The original image appears to have been water damaged and at one time stuck behind glass. It had some surface mould and was warped. Some areas of the original image had a mottled glossy texture whilst there were sections where the emulsion of the fibre based paper had completely torn away. It wasn’t in good shape at all.
If you look closely at the image you will notice that it is also one from that era when photographers ‘drew’ outlines around underexposed areas or superimposed them in the darkroom to define borders and to highlight features. In this image, the feet of both boys had received such treatment plus areas around the older boy’s jacket and his younger brother’s head. I often find such features endearing; they remind me of the struggles faced by early photographers and photo retouchers, but in this case, the feet appeared to be floating in the foreground and disconnected from the boy. The youngest girl’s feet were almost entirely missing and let’s not forget the damaged emulsion on her older sister’s face. Sadly, this section of the image was mostly gone.
Thankfully, I was supplied with a second image of the children, taken approximately three years later which I was able to use as a reference.

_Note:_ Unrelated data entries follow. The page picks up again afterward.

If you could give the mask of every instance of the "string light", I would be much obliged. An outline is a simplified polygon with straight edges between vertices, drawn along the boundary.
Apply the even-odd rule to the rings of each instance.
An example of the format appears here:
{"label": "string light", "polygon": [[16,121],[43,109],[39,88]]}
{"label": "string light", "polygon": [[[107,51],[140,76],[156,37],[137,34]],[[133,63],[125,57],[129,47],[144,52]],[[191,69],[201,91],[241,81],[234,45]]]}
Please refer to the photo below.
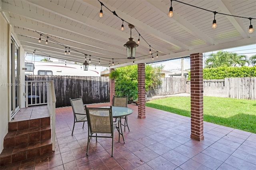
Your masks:
{"label": "string light", "polygon": [[173,15],[173,13],[172,12],[172,0],[171,0],[171,7],[170,7],[170,10],[169,10],[169,14],[168,14],[168,16],[169,17],[172,17]]}
{"label": "string light", "polygon": [[41,42],[41,36],[42,36],[42,34],[40,34],[40,38],[38,39],[38,42]]}
{"label": "string light", "polygon": [[251,33],[253,32],[253,28],[252,28],[252,18],[249,18],[249,19],[250,20],[250,26],[249,26],[249,30],[248,32],[249,33]]}
{"label": "string light", "polygon": [[124,20],[123,20],[122,19],[122,20],[123,21],[123,24],[122,24],[122,26],[121,27],[121,30],[122,30],[122,31],[124,31]]}
{"label": "string light", "polygon": [[138,43],[140,43],[140,34],[139,34],[139,39],[138,39]]}
{"label": "string light", "polygon": [[100,4],[101,5],[101,8],[100,9],[100,14],[99,16],[100,17],[102,18],[103,16],[103,13],[102,11],[102,6],[103,5],[103,3],[100,2]]}
{"label": "string light", "polygon": [[45,43],[46,44],[48,44],[48,37],[47,37],[47,38],[46,38],[46,40],[45,41]]}
{"label": "string light", "polygon": [[[172,16],[172,0],[180,2],[180,3],[181,3],[182,4],[185,4],[185,5],[189,5],[190,6],[193,6],[193,7],[195,7],[195,8],[199,8],[199,9],[200,9],[201,10],[204,10],[205,11],[207,11],[209,12],[213,12],[214,14],[214,20],[213,20],[213,21],[212,22],[212,28],[215,28],[216,27],[217,27],[217,24],[216,24],[216,20],[215,20],[215,15],[216,14],[222,14],[222,15],[226,15],[226,16],[232,16],[232,17],[238,17],[238,18],[247,18],[249,20],[250,20],[250,25],[249,26],[249,30],[248,31],[248,32],[249,33],[251,33],[253,32],[253,29],[252,28],[252,23],[251,23],[251,20],[252,19],[254,19],[254,20],[256,20],[256,18],[247,18],[247,17],[242,17],[242,16],[235,16],[235,15],[230,15],[230,14],[224,14],[224,13],[222,13],[220,12],[217,12],[216,11],[210,11],[210,10],[207,10],[206,9],[204,9],[202,8],[200,8],[200,7],[198,7],[197,6],[194,6],[194,5],[190,5],[189,4],[187,4],[185,2],[181,2],[181,1],[179,1],[178,0],[171,0],[171,7],[170,8],[170,10],[169,10],[169,14],[168,14],[168,15],[169,16],[170,16],[170,17],[171,17]],[[170,15],[171,15],[171,16],[170,16]]]}
{"label": "string light", "polygon": [[214,14],[214,19],[213,20],[213,21],[212,22],[212,28],[215,28],[216,27],[217,27],[217,24],[216,24],[216,20],[215,20],[215,15],[216,15],[217,12],[216,11],[214,11],[214,12],[213,12],[213,13]]}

When I make my black and white adjustments, I mix colour channels which sometimes helps to eliminate damage such as mould spots and stains.
Next came the very long and sometimes challenging task of repairing all of that damage. I do not recall how many hours I spent doing this. I would get ‘lost’ in the image. I was a little sneaky with the feet of the youngest girl and of the older boy. For these, I photographed my own daughter and son’s feet and used them to replace the original feet.
Next, I needed to add colour. This is the fun part. I have mentioned previously how much I love hand colouring images. I enjoyed it back in the days of oil colours and cotton wool and still do today, even though it is all done digitally.
There are quite a few different methods for adding colour. I start by adding a sepia tone to my portrait images, just as I would have with the traditional method. This adds a warmth to the image and makes it easier to achieve realistic skin tones.
I then create a new layer with a colour blending mode for every colour, paint the chosen colour, then adjust the layer opacity accordingly. By ensuring each colour is on it’s own layer, I can easily adjust the hue, saturation or opacity at any time without affecting all other colours.
And here is the final image;
Colour really brings the image back to life don’t you think?
It is such a lovely photograph which will hopefully now survive for many more years to come.